As troubling as these complications are in people with the disease, the many everyday lifestyle factors that need to be controlled or addressed to control the disease may be even more discouraging: carbohydrate monitoring, estimating exercise, blood glucose evaluation and insulin administration. to avoid high and low blood sugar levels. These are just some of the daily difficulties associated with the disease.

For these reasons, the goal of our collective research efforts at the UF Diabetes Institute has always been to understand the causes of this disease. Knowing this, we can predict who is at risk, identify ways to prevent disease progression and develop a cure.

Why study these organs?

Type 1 diabetes is only one of 80 known autoimmune diseases whose immune system turns against itself for unknown reasons. Beyond autoimmunity, immune responses are also a key element of health in terms of fighting cancer and infectious diseases. From our experience in the study of the pancreas and type 1 diabetes, we see great progress in understanding the role of immunity in each of these contexts through mapping. This will dive deep into the functioning of the immune system.

In a healthy individual, T cells become active only when they respond to infection or cancer cells. But in people predisposed to autoimmune diseases, some T cells can be activated erroneously by "auto" proteins, which leads them to destroy healthy tissue.

In other circumstances, such as cancer or infectious diseases, the immune system fails to provide a sufficiently robust response to be effective. Or, the cells of the immune system proliferate uncontrollably, resulting in cancers of the blood and lymphatic vessels such as lymphoma and leukemia. This is why the thymus, spleen and lymph nodes are of interest to those who are studying the healthy human immune system. Researchers must understand the healthy foundations of all these organs in order to recognize dysfunctions and changes, leading to autoimmune diseases, cancer and infectious diseases. In other words, we must first understand what constitutes the normal lymphatic system throughout human life.

Why define normal is important

Harry Nick of the University of Florida describes HuBMAP.

You might be wondering where exactly we are getting these normal cells. As we have done in the past 11 years, we will obtain transplanted quality human tissue from deceased organ donor organs, after a family member or an executor legal authority has given informed consent. At a time of mourning, these valuable anatomical gifts, which in the case of the spleen, thymus and lymph nodes, are not usable for transplantation procedures, constitute an inimitable resource for scientific research and discovery.
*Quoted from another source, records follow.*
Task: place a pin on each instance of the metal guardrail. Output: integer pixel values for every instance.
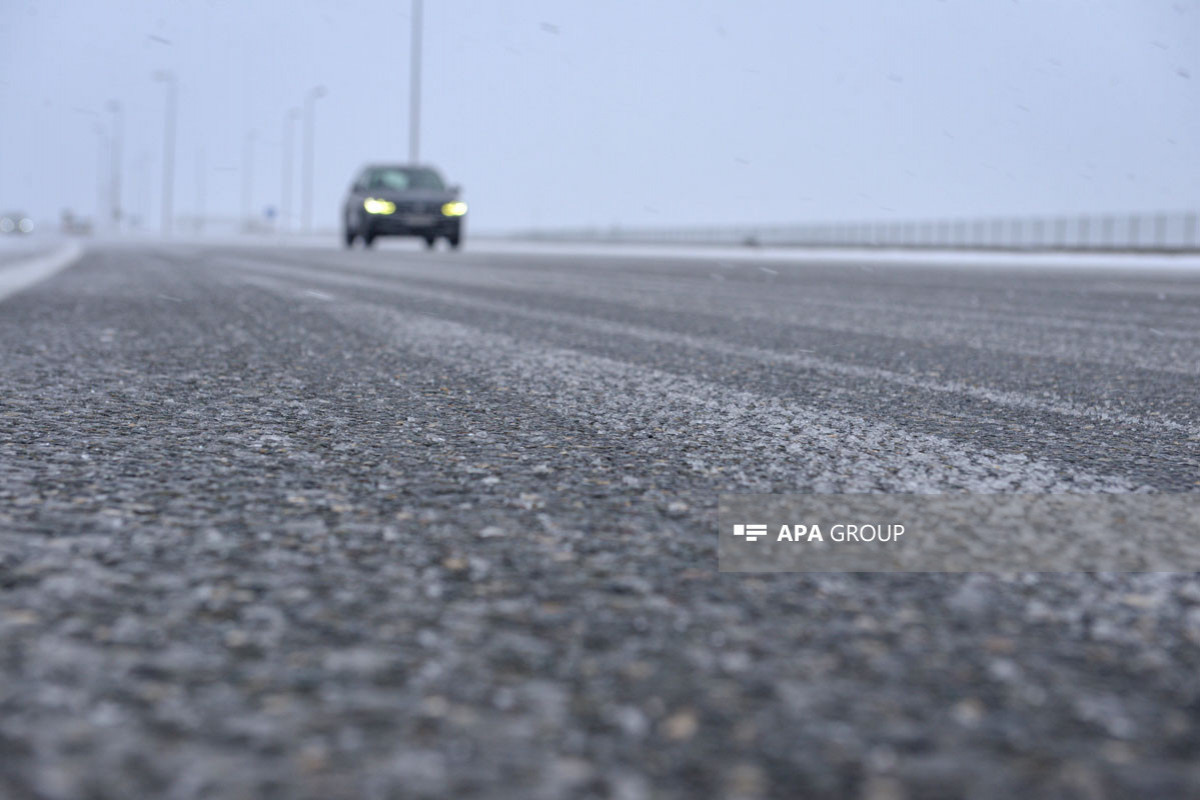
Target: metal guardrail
(1161, 232)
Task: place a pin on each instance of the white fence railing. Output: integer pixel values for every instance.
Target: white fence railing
(1162, 232)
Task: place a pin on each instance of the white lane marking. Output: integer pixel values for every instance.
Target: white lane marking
(987, 330)
(754, 440)
(19, 275)
(793, 359)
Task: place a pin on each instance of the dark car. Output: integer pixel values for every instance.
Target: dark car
(402, 200)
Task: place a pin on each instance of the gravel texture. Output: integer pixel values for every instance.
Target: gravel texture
(299, 523)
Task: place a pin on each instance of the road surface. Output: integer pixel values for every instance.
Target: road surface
(305, 523)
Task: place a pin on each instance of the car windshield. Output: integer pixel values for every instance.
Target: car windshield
(401, 179)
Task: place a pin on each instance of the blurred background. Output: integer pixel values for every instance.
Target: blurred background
(558, 115)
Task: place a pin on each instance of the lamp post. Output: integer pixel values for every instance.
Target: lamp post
(310, 100)
(118, 124)
(414, 89)
(247, 180)
(168, 148)
(286, 200)
(101, 158)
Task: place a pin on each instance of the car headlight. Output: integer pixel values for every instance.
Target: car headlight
(373, 205)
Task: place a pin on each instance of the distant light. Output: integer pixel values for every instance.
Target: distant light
(375, 205)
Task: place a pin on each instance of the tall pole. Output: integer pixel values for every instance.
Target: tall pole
(115, 108)
(168, 149)
(286, 202)
(199, 190)
(309, 102)
(101, 162)
(247, 180)
(414, 90)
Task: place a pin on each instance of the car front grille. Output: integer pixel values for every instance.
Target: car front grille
(418, 206)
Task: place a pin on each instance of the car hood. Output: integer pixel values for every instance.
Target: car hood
(419, 196)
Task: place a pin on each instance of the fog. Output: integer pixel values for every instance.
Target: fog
(618, 113)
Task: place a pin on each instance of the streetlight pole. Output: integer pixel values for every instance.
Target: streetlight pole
(286, 203)
(247, 180)
(201, 172)
(168, 148)
(414, 89)
(115, 108)
(101, 158)
(310, 100)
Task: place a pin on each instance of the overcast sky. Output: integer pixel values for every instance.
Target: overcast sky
(624, 112)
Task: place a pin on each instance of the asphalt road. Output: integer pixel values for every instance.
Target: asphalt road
(303, 523)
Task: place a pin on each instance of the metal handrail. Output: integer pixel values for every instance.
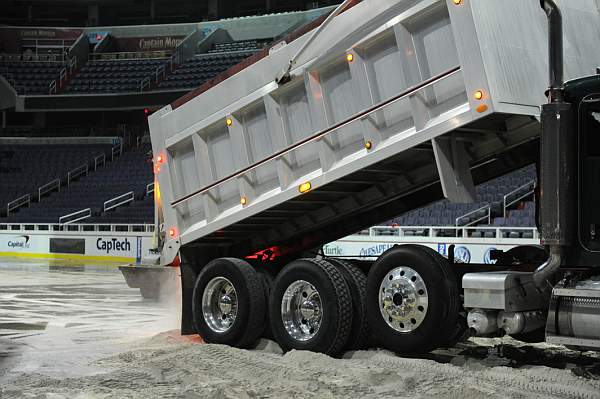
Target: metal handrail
(85, 213)
(48, 187)
(520, 197)
(16, 204)
(144, 83)
(100, 159)
(120, 200)
(52, 87)
(84, 228)
(487, 216)
(160, 70)
(78, 171)
(116, 150)
(72, 65)
(322, 133)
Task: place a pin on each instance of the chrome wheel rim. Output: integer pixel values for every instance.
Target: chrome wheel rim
(219, 304)
(301, 310)
(403, 299)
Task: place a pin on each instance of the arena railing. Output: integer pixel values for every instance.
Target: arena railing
(75, 216)
(116, 151)
(18, 203)
(119, 201)
(32, 57)
(48, 187)
(78, 171)
(99, 160)
(487, 209)
(517, 195)
(77, 227)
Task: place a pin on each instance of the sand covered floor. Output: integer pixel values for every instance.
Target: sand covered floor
(80, 332)
(166, 367)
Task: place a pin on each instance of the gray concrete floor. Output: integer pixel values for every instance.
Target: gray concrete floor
(56, 317)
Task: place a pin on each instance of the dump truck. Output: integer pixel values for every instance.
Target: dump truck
(382, 107)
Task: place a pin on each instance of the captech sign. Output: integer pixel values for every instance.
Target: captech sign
(113, 244)
(19, 242)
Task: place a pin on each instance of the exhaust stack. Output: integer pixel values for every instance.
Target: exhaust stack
(557, 167)
(555, 50)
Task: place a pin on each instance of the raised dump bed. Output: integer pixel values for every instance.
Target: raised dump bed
(393, 98)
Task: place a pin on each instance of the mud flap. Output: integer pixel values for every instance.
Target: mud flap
(188, 280)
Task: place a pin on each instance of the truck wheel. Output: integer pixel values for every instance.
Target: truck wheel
(412, 300)
(311, 307)
(229, 303)
(357, 282)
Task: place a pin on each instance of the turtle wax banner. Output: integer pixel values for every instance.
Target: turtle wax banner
(466, 252)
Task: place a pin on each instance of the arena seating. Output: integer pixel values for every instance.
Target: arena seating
(30, 77)
(24, 168)
(201, 68)
(129, 172)
(113, 76)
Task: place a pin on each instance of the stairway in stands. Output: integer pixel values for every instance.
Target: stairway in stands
(131, 172)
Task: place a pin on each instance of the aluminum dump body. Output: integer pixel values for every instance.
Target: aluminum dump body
(394, 100)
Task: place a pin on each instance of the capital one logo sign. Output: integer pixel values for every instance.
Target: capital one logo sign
(19, 242)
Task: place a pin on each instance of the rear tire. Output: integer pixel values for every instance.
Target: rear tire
(314, 299)
(414, 288)
(357, 282)
(229, 303)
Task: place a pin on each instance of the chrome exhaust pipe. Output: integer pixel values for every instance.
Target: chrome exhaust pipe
(548, 268)
(555, 50)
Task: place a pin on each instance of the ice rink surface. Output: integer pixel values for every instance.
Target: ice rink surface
(70, 330)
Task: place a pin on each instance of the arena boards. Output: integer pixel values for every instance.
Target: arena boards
(112, 246)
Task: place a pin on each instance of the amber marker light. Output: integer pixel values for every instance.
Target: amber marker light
(304, 187)
(481, 109)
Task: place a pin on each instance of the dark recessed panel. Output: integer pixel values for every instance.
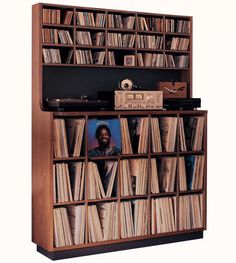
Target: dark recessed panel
(72, 82)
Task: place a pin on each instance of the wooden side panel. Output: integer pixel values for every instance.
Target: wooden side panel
(42, 206)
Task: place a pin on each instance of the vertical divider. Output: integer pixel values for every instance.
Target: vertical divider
(149, 176)
(177, 173)
(86, 179)
(164, 39)
(118, 190)
(74, 30)
(136, 40)
(204, 208)
(106, 39)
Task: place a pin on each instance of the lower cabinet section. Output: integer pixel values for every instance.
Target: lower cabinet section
(78, 252)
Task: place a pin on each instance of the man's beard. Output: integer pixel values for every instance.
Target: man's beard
(104, 144)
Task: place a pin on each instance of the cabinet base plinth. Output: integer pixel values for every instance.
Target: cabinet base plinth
(78, 252)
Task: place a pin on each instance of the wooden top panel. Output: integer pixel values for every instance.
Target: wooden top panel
(46, 5)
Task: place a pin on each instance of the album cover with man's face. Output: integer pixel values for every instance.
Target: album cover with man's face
(104, 137)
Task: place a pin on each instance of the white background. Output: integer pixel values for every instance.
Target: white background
(214, 80)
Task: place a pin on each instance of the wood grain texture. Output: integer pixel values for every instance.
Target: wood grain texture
(42, 198)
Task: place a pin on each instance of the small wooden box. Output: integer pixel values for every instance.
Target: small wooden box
(173, 89)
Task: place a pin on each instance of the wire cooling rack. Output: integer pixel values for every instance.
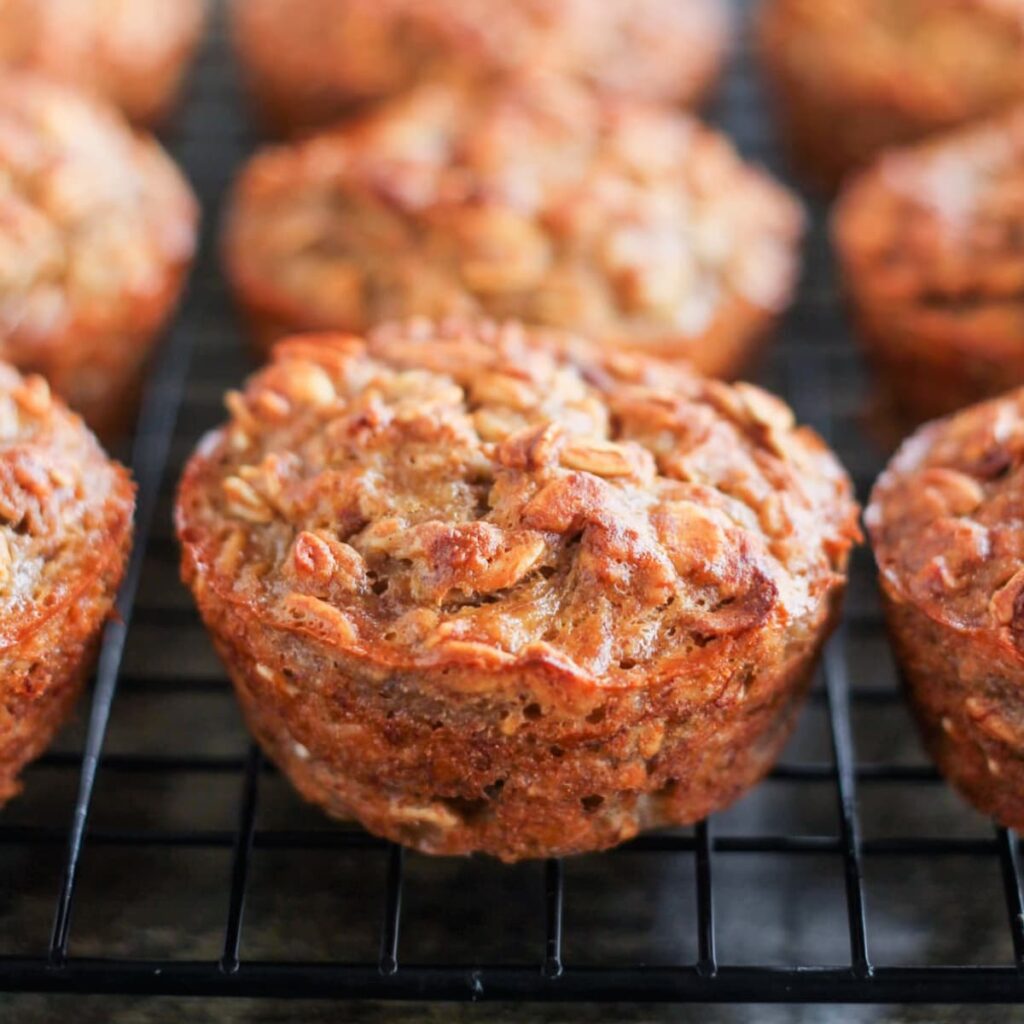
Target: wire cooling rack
(155, 852)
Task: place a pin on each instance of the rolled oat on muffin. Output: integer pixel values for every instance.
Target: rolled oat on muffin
(945, 524)
(308, 62)
(489, 589)
(132, 53)
(66, 522)
(931, 243)
(854, 77)
(98, 229)
(538, 201)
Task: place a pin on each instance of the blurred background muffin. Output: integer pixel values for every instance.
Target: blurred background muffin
(133, 53)
(66, 522)
(931, 243)
(308, 61)
(852, 77)
(536, 199)
(98, 229)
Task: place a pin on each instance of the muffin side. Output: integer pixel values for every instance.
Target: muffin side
(854, 77)
(132, 53)
(308, 64)
(537, 201)
(931, 244)
(944, 524)
(99, 232)
(66, 522)
(535, 599)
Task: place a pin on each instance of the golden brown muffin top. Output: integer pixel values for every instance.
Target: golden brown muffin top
(943, 59)
(945, 518)
(941, 223)
(538, 200)
(107, 46)
(92, 214)
(370, 49)
(65, 507)
(485, 495)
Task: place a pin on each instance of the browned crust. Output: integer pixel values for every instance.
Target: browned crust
(519, 735)
(929, 240)
(133, 53)
(571, 767)
(944, 525)
(93, 349)
(308, 64)
(66, 522)
(692, 257)
(851, 78)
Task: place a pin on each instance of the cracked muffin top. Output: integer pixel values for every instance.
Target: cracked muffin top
(940, 225)
(945, 521)
(487, 495)
(332, 53)
(92, 215)
(537, 201)
(131, 52)
(941, 59)
(65, 506)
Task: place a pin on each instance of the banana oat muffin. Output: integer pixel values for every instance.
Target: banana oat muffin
(946, 527)
(133, 53)
(66, 516)
(491, 590)
(309, 61)
(931, 241)
(854, 77)
(538, 201)
(98, 229)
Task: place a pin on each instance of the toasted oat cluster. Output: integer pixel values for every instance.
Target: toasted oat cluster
(98, 229)
(931, 241)
(489, 589)
(309, 61)
(948, 539)
(131, 52)
(65, 529)
(854, 77)
(538, 201)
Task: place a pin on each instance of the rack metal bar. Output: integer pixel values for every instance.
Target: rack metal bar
(241, 860)
(554, 884)
(388, 963)
(842, 737)
(707, 964)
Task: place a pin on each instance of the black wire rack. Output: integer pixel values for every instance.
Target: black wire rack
(154, 850)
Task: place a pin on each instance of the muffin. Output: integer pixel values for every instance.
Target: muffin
(98, 230)
(491, 589)
(854, 77)
(132, 53)
(945, 524)
(931, 242)
(66, 519)
(309, 61)
(537, 201)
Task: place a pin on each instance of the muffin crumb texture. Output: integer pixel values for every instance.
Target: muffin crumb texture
(99, 228)
(646, 231)
(307, 62)
(931, 241)
(132, 53)
(487, 589)
(855, 77)
(947, 536)
(66, 514)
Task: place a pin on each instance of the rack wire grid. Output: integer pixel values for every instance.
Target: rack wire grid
(154, 832)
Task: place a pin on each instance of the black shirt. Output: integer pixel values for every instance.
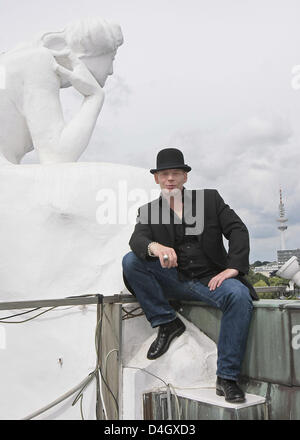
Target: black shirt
(192, 261)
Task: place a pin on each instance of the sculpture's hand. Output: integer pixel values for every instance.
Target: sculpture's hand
(80, 77)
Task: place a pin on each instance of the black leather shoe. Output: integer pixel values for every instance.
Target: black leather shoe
(229, 389)
(166, 334)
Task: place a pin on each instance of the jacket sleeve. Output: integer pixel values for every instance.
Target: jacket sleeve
(142, 235)
(236, 232)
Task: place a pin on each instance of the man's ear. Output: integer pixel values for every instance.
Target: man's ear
(55, 41)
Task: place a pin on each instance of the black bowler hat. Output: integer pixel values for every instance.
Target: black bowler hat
(170, 158)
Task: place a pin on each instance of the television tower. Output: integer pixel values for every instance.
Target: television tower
(282, 220)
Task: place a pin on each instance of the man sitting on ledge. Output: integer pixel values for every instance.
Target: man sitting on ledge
(181, 256)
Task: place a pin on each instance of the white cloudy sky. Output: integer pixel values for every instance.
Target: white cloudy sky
(212, 77)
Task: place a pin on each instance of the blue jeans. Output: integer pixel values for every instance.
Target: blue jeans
(154, 285)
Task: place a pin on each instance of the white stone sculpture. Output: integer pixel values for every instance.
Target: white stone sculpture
(31, 76)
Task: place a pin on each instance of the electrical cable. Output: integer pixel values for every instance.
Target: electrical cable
(97, 338)
(29, 319)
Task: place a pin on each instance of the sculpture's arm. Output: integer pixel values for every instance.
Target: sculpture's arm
(54, 140)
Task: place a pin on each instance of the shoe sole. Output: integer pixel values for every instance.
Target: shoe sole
(237, 400)
(167, 347)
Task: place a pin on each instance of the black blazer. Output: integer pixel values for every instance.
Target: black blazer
(219, 220)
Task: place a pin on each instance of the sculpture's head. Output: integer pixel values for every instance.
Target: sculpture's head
(95, 41)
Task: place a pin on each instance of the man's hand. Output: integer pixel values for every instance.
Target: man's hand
(159, 251)
(217, 280)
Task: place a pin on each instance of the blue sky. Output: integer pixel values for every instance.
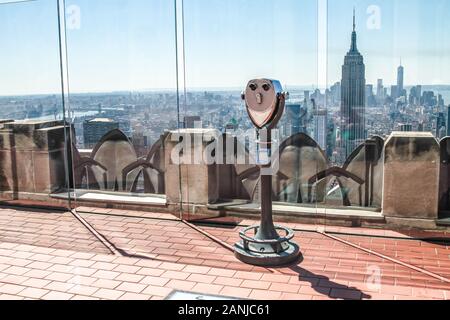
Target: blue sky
(129, 44)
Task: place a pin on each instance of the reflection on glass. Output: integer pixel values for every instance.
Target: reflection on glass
(121, 57)
(33, 163)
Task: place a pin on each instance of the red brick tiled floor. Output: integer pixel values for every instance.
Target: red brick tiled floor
(157, 256)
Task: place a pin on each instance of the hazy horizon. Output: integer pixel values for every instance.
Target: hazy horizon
(129, 46)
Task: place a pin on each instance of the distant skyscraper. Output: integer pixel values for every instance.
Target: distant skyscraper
(380, 91)
(394, 92)
(448, 120)
(296, 117)
(406, 127)
(440, 125)
(321, 128)
(353, 87)
(400, 75)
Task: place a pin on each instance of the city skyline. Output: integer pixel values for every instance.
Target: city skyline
(92, 50)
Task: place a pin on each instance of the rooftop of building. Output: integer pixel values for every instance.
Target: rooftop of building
(120, 254)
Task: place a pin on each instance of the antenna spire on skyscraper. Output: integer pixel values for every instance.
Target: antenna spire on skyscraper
(354, 19)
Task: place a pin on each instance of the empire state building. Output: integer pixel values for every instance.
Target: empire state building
(353, 84)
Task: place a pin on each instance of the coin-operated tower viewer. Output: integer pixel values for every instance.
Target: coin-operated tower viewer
(262, 244)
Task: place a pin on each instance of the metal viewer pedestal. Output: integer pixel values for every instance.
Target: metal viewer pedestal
(262, 245)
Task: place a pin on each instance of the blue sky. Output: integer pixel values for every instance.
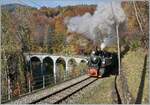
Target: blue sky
(52, 3)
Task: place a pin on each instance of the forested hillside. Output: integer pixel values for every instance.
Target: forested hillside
(28, 29)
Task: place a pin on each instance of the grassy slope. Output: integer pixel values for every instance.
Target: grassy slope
(101, 94)
(133, 63)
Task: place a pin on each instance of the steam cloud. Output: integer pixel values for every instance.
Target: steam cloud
(99, 27)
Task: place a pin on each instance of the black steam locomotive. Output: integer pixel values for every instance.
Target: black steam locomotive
(101, 63)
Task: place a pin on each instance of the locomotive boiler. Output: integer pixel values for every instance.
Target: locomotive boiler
(101, 63)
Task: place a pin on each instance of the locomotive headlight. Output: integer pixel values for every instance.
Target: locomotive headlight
(95, 59)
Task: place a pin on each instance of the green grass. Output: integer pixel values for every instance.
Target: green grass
(133, 63)
(101, 94)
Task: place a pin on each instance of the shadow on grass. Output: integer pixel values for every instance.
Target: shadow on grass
(141, 87)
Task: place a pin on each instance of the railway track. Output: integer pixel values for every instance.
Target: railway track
(64, 93)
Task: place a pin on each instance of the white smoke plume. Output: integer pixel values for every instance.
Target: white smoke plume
(100, 25)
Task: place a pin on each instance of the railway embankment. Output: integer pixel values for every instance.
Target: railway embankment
(132, 83)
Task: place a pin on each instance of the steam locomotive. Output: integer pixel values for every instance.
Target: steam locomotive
(102, 63)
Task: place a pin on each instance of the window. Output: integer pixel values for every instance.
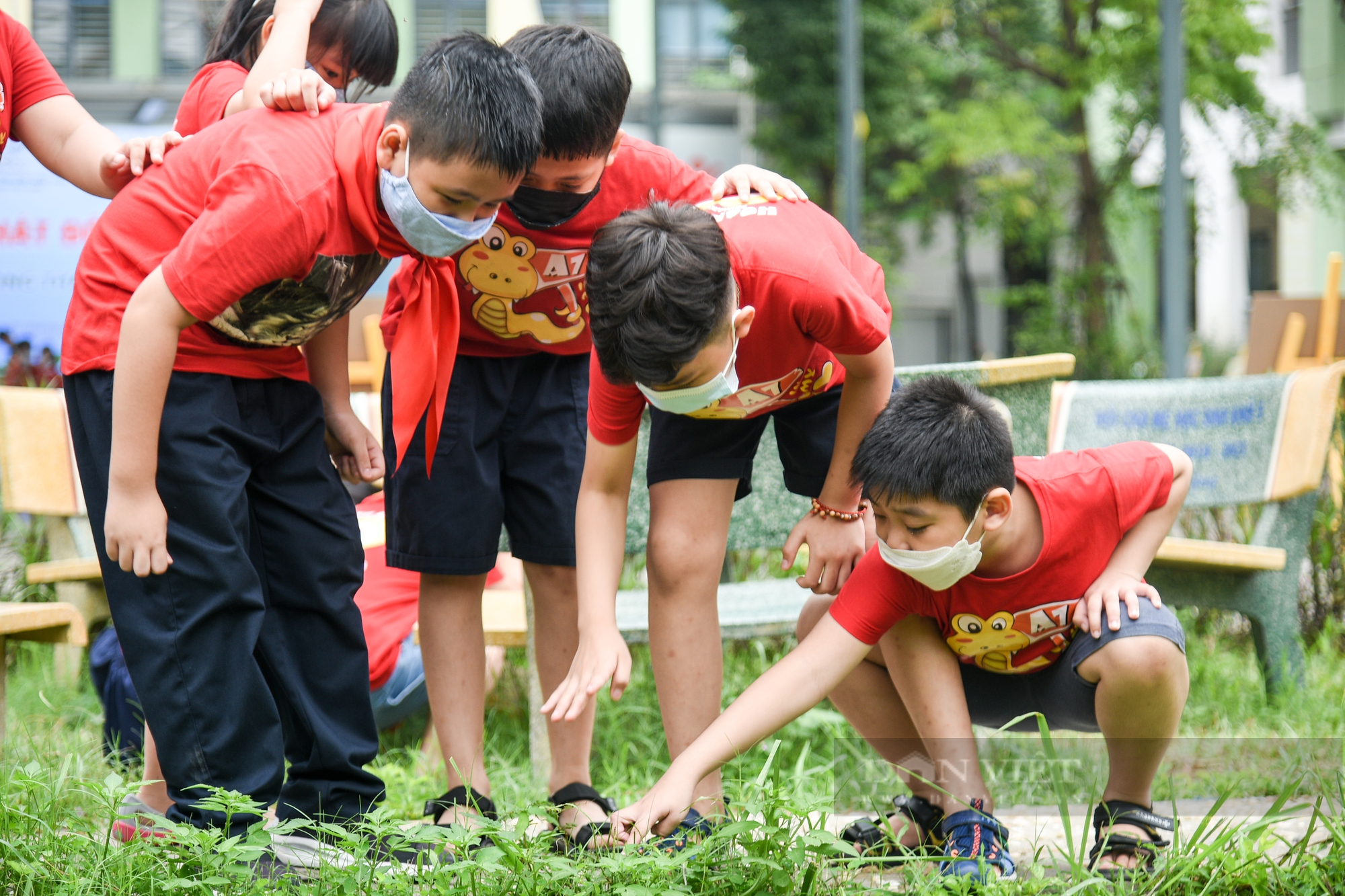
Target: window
(186, 29)
(438, 19)
(692, 41)
(76, 36)
(1291, 37)
(591, 14)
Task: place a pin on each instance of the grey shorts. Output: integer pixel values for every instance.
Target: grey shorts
(1058, 692)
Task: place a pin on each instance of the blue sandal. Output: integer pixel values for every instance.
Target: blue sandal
(689, 831)
(974, 845)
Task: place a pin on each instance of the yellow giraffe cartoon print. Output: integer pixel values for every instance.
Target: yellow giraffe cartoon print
(500, 267)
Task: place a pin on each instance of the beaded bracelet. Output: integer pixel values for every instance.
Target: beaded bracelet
(844, 516)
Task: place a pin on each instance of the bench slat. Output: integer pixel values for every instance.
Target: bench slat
(56, 622)
(73, 569)
(1195, 553)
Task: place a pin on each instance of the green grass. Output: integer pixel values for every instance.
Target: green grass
(59, 794)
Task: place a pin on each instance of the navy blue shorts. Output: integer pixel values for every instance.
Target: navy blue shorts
(1058, 690)
(510, 452)
(685, 447)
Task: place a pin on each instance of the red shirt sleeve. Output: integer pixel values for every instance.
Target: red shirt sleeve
(875, 598)
(614, 411)
(34, 80)
(249, 233)
(1141, 478)
(208, 95)
(847, 315)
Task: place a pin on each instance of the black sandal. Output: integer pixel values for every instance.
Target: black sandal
(485, 806)
(578, 792)
(1118, 811)
(872, 838)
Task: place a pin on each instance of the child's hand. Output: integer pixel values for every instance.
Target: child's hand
(137, 530)
(1109, 591)
(122, 166)
(835, 548)
(660, 811)
(354, 450)
(601, 657)
(298, 89)
(744, 179)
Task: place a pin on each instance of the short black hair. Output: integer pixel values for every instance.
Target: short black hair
(586, 85)
(937, 439)
(364, 30)
(658, 287)
(467, 97)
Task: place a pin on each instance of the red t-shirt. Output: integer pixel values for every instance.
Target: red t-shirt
(26, 77)
(251, 224)
(1020, 623)
(514, 283)
(208, 95)
(816, 296)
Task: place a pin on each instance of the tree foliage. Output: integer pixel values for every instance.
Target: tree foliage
(1022, 116)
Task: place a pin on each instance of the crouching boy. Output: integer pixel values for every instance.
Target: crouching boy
(232, 549)
(983, 602)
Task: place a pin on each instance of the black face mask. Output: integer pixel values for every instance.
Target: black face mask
(541, 209)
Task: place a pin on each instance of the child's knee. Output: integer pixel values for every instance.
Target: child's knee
(1143, 661)
(813, 614)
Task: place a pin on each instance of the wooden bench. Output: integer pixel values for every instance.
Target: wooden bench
(1254, 440)
(52, 622)
(38, 477)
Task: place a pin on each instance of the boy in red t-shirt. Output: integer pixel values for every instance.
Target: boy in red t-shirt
(512, 444)
(232, 548)
(969, 612)
(722, 318)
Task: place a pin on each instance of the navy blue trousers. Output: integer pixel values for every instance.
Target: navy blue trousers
(249, 651)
Only tissues considered "normal" – unaffected by known or observable pathologies – will be included in these initial studies. We will collect donor tissue from infants to adults under 70 years of age. We hope this will provide insights into how age changes the type and health of all cells in each organ.

A multidisciplinary team including cellular and molecular biologists, hematopathologists who are studying clinical lymphatic specimens, biomedical engineers, immunologists and many others will collaborate on the HuBMAP program. Indeed, UF's tissue mapping center will work closely with a worldwide network of experts in advanced microscopy and data collection.

We are establishing an imaging pipeline to detect dozens of protein and RNA molecules that characterize nerves, blood vessels, supporting tissues known as stroma, and immune cells derived from slices of fabric.

In the first two years of HuBMAP, we plan to map the spleen, thymus and lymph nodes in 11 organ donors.

We expect that the data obtained will reveal new cell types, molecular and cellular structures, cell-cell interactions, and their functional implications in human anatomy and physiology. Therefore, the three-dimensional high resolution human biomolecular atlas program should facilitate discovery.

By the end of my fifties, the number of colleagues, friends and family members affected by the disease is increasing every year. I also recently became grandfather. I would like to think that what we propose to do will have a dramatic impact on human health for present and future generations. It would be a legacy gift.